CAPE TOWN – A sexual harassment victim said she rejected R200,000 from her employer because she would not be silenced.
Instead, Lisa Koopman is taking DigiOutbound to court to ensure the culture of harassment in the workplace is exposed and dealt with.
The call centre has acknowledged the sexual harassment and said it had since dismissed staff and management, reinforced policy and business values and offered Koopman 12 months’ salary in recognition of her suffering and her role in rooting out the toxic culture.
Koopman said she worked at DigiOutbound for more than a year and during that time experienced sexual harassment, sexual assault, bullying, body-shaming and emotional abuse.
She said her male colleagues, who outnumbered her female co-workers, would touch her and make inappropriate sexual comments about women in the office.
“Men would stand and press their penises against us. One man begged me for over an hour to touch my breast. When we cried or complained they’d laugh. They’d laugh at what they were doing to me.”
Koopman said the company’s human resource department tried to silence her.
“They’d tell us to be quiet and to stop complaining. We were told to ignore them and to be team players. They said if we continued to complain, we wouldn’t move up in the workplace.”

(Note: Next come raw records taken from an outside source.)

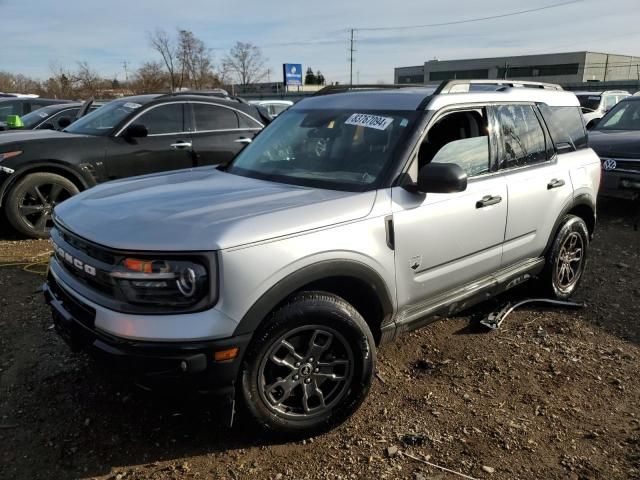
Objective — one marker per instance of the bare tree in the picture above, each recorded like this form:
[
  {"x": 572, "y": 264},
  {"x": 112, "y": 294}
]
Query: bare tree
[
  {"x": 162, "y": 43},
  {"x": 88, "y": 82},
  {"x": 195, "y": 60},
  {"x": 149, "y": 78},
  {"x": 245, "y": 64},
  {"x": 60, "y": 84}
]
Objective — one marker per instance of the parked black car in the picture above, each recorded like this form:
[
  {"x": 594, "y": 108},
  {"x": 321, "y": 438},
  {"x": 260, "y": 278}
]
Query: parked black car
[
  {"x": 53, "y": 117},
  {"x": 23, "y": 105},
  {"x": 126, "y": 137},
  {"x": 616, "y": 139}
]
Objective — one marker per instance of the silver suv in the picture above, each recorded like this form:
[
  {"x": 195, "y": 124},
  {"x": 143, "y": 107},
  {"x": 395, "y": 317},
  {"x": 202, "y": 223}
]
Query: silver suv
[
  {"x": 595, "y": 105},
  {"x": 352, "y": 218}
]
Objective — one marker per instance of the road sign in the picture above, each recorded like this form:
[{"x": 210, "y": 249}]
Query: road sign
[{"x": 292, "y": 73}]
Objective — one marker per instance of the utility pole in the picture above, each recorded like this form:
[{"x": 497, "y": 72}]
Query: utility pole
[
  {"x": 125, "y": 65},
  {"x": 351, "y": 50}
]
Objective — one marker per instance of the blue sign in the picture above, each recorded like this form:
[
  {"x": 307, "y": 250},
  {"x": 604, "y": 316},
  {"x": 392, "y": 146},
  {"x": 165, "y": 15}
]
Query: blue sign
[{"x": 292, "y": 73}]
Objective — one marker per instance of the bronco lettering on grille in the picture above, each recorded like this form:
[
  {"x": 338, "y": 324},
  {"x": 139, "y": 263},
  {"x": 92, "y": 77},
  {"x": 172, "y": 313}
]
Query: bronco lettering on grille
[{"x": 71, "y": 260}]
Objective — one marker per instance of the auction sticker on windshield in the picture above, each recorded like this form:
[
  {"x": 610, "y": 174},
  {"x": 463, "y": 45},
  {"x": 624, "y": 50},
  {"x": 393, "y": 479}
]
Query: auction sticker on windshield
[{"x": 370, "y": 121}]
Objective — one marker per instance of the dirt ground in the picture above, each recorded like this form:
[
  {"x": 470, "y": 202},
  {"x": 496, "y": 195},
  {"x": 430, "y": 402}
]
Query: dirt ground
[{"x": 553, "y": 394}]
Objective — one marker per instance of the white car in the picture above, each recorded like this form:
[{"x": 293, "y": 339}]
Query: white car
[
  {"x": 274, "y": 107},
  {"x": 596, "y": 104}
]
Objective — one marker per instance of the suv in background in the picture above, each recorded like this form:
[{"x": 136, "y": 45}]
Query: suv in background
[
  {"x": 596, "y": 104},
  {"x": 616, "y": 139},
  {"x": 53, "y": 117},
  {"x": 22, "y": 105},
  {"x": 126, "y": 137},
  {"x": 352, "y": 219},
  {"x": 274, "y": 107}
]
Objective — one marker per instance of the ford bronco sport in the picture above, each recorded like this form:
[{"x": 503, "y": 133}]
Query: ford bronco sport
[{"x": 350, "y": 219}]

She described the culture as a sort of “boys club” at the office, a feeling corroborated by her former colleague Jason Bernado, who is currently claiming unfair discrimination because of a disability.
“They will try to work you out of the company. I can say shamefully that in terms of sexual harassment women are targeted and I shamefully said nothing. I want to speak up.”
Koopman is waiting on the Labour Court to hear her matter.
Koopman has also shared more about her ordeal on social media.